Health is an overall state of mental, physical and social well being in which infirmity and illness are absent. The concept of health has been around for various purposes over the years. For those of us who grew up during the great depression, it was necessary to be resilient and outgoing. Today, we live in a much more comfortable and relaxed world and health is something that we take for granted.
Mental well-being is the ability to enjoy one’s life, both as a result of healthy practices and self-care. As we age, mental well-being is no longer as important as physical health. However, many people suffer from poor mental health even as they remain healthy physically. This is because stress, anxiety, depression, anger, fatigue, insomnia and other common health conditions tend to impact our mental well-being, as well. If left unchecked, these issues can take a toll on the body, resulting in increased blood pressure, high cholesterol and even heart disease.

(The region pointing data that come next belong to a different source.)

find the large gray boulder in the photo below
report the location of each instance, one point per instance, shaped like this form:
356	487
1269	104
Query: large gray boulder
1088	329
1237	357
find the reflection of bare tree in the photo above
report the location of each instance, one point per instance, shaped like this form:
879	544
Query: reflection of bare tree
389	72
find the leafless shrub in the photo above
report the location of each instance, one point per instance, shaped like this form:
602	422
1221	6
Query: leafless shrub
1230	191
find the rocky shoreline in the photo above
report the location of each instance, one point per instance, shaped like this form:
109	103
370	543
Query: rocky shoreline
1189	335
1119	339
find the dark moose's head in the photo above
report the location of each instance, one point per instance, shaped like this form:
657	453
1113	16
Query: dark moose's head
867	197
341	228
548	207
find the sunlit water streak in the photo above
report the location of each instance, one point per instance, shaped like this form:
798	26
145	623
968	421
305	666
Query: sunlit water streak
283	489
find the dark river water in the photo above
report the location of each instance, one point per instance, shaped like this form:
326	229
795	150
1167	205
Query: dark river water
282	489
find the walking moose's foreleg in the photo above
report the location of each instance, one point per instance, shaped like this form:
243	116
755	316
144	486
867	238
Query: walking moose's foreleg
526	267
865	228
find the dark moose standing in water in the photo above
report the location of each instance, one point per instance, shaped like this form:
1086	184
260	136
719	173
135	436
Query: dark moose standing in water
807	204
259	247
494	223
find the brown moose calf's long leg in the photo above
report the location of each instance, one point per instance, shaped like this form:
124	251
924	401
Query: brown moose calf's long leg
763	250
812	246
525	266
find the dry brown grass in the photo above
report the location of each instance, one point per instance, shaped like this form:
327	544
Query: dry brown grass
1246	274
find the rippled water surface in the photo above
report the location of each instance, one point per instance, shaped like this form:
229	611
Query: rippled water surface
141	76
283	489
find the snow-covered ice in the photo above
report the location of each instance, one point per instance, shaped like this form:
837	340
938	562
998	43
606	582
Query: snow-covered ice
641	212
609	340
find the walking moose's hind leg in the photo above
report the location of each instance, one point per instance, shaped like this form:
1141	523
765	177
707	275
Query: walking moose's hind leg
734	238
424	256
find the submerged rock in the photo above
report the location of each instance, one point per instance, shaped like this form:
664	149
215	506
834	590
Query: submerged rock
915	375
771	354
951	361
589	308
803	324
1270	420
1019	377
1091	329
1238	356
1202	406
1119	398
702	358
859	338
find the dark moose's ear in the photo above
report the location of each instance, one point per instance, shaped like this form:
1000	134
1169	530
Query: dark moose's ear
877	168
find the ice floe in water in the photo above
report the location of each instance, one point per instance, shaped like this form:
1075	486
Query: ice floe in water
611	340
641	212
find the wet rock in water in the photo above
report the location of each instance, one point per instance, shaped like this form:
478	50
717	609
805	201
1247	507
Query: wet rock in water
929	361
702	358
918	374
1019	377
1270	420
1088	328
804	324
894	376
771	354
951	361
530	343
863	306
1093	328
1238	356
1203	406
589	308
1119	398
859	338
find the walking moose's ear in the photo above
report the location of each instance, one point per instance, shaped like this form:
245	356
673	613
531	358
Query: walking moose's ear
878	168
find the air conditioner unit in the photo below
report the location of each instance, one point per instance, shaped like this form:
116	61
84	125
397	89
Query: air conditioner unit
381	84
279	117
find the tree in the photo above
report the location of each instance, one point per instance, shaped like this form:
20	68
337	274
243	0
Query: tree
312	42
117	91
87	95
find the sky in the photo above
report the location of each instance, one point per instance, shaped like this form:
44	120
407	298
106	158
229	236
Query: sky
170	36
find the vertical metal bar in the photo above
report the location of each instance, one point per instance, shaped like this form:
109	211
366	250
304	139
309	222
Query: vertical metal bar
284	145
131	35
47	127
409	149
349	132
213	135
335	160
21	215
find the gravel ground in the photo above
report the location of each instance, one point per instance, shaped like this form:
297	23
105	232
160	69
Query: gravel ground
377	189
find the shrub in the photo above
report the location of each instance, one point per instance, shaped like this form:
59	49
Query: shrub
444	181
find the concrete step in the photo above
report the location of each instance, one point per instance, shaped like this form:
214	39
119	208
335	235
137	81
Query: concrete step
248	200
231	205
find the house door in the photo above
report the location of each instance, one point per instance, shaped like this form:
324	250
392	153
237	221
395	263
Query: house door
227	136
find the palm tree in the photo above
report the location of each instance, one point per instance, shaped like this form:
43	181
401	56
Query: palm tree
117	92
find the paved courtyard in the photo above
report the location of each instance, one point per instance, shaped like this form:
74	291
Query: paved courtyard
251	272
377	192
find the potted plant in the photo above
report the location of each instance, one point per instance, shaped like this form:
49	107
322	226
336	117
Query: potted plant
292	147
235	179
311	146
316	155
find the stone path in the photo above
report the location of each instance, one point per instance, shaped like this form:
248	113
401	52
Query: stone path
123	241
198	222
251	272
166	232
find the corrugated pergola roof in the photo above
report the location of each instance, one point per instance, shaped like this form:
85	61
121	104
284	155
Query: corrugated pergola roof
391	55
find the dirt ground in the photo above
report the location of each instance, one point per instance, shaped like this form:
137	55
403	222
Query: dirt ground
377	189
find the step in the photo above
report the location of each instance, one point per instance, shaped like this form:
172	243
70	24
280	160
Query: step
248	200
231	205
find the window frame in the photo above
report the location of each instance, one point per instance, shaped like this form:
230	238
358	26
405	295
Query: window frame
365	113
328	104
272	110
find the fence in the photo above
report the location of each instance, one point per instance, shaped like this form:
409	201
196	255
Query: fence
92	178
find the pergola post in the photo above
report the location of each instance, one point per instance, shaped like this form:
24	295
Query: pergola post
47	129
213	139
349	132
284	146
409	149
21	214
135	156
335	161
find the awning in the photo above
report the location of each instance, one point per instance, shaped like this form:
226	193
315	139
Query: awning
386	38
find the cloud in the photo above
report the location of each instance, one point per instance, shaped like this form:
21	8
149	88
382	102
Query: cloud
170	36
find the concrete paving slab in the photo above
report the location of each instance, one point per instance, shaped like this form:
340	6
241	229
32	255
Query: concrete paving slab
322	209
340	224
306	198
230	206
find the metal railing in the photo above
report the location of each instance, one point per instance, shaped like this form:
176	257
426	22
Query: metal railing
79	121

Poor nutrition and a sedentary lifestyle can also contribute to poor mental health, even as they contribute to other physical conditions. Stress and anxiety are very common triggers for physical illnesses. In addition, a sedentary lifestyle can lead to poor nutritional intake and can cause a person to become susceptible to diseases such as diabetes, osteoporosis, heart disease and cancer.
The way that you feel emotionally is mirrored in your physical appearance. Emotionally healthy people are enthusiastic, happy and look forward to doing things. Conversely, those who are depressed, anxious, angry and tense are physically unhealthy. Depression, for example, is often a physical condition that can be successfully treated. However, prolonged or chronic stress is often a mental condition that cannot be treated. It can actually lead to serious physical complications such as heart disease, high blood pressure and even cancer.
Mental health conditions, on the other hand, have much larger effects on public health and the ability of individuals to lead productive lives. Anxiety, depression and other psychological disorders can lead to higher levels of physical illness, such as cardiovascular disease, digestive disorders, arthritis, diabetes and cancer. In addition, anxiety can exacerbate the symptoms of some physical diseases. For example, higher levels of anxiety have been correlated with greater incidence and severity of digestive disorders like irritable bowel syndrome and Crohn’s disease. Anxiety can also lead to lower levels of sexual desire and intimacy, and it can negatively impact one’s immune system and cause one to become more susceptible to diseases like HIV/AIDS.
The connection between physical illness and mental illness is not a new one. In fact, several theories have been put forth to explain why there is such a link. According to one theory, individuals who suffer from physical illnesses are at a higher risk of developing psychological illnesses as well. Additionally, it has been shown that individuals who are overweight or obese are more likely to develop psychological illness. Similarly, people who experience significant losses may be more likely to develop a mental illness as well. However, researchers are not sure why the link between these two health issues exists, but they do agree that both should be addressed to improve the quality of life for all patients.